Hindsight is 20/20. But when disaster strikes, you don’t want that to be your motto. Hurricane season begins June 1 and runs through November 30. Now is the time to get your business prepared. Having a plan will help save you time, money and could help position your business after a disastrous event. Knowing the basics will help you plan out the rest.

EOC Basics:
Disaster recovery happens in three phases. First, local response teams step in, state aid is sent in as needed, and national aid comes in as a last resort. Your county or area Emergency Operations Center (EOC) should be your initial contact as to what is happening prior to, during, and after a storm.  County EOCs are comprised of law enforcement agencies, firefighters, paramedics, weather experts, area business leaders, and local elected officials.
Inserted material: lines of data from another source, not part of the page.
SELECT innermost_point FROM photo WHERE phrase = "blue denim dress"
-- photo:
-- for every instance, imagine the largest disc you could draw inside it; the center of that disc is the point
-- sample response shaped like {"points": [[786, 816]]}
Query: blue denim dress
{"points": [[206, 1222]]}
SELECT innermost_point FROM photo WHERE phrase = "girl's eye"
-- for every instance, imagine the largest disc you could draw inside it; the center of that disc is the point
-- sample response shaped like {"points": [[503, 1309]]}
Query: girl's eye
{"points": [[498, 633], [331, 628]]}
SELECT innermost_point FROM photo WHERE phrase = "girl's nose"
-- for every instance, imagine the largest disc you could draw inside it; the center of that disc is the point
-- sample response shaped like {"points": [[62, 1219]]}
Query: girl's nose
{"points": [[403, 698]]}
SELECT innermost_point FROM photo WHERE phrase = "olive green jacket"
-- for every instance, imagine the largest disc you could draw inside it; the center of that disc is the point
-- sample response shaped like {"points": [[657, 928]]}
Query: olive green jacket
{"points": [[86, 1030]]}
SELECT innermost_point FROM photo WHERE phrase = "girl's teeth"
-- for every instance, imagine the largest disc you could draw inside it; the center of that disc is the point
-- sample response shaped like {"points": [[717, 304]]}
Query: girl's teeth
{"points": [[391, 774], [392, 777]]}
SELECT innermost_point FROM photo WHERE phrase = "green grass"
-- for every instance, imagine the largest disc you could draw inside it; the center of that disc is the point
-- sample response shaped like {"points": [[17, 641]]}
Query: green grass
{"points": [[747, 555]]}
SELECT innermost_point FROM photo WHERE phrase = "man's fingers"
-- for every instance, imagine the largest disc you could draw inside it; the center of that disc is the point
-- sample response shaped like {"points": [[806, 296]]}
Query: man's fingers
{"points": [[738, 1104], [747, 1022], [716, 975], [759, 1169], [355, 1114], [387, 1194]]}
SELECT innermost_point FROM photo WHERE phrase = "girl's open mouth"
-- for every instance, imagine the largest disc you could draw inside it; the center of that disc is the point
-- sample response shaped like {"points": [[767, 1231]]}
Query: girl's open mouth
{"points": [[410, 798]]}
They will be able to let you know when you need to close down your business for evacuation and how soon you will be able to reopen. It’s a good idea to go ahead and have a contact readily available in case you need other services, like a tree removed from your building or a gas leak contained. Your local EOC will also be able to help you with that. State Emergency Operations Centers can assist you in creating a plan for your business. You can now store files, numbers, and information on their database. has a myriad of information on how to create a plan, important contacts, and links to every county EOC website. National relief only comes in if state and local efforts are overwhelmed, as was the case in New Orleans after Hurricane Katrina.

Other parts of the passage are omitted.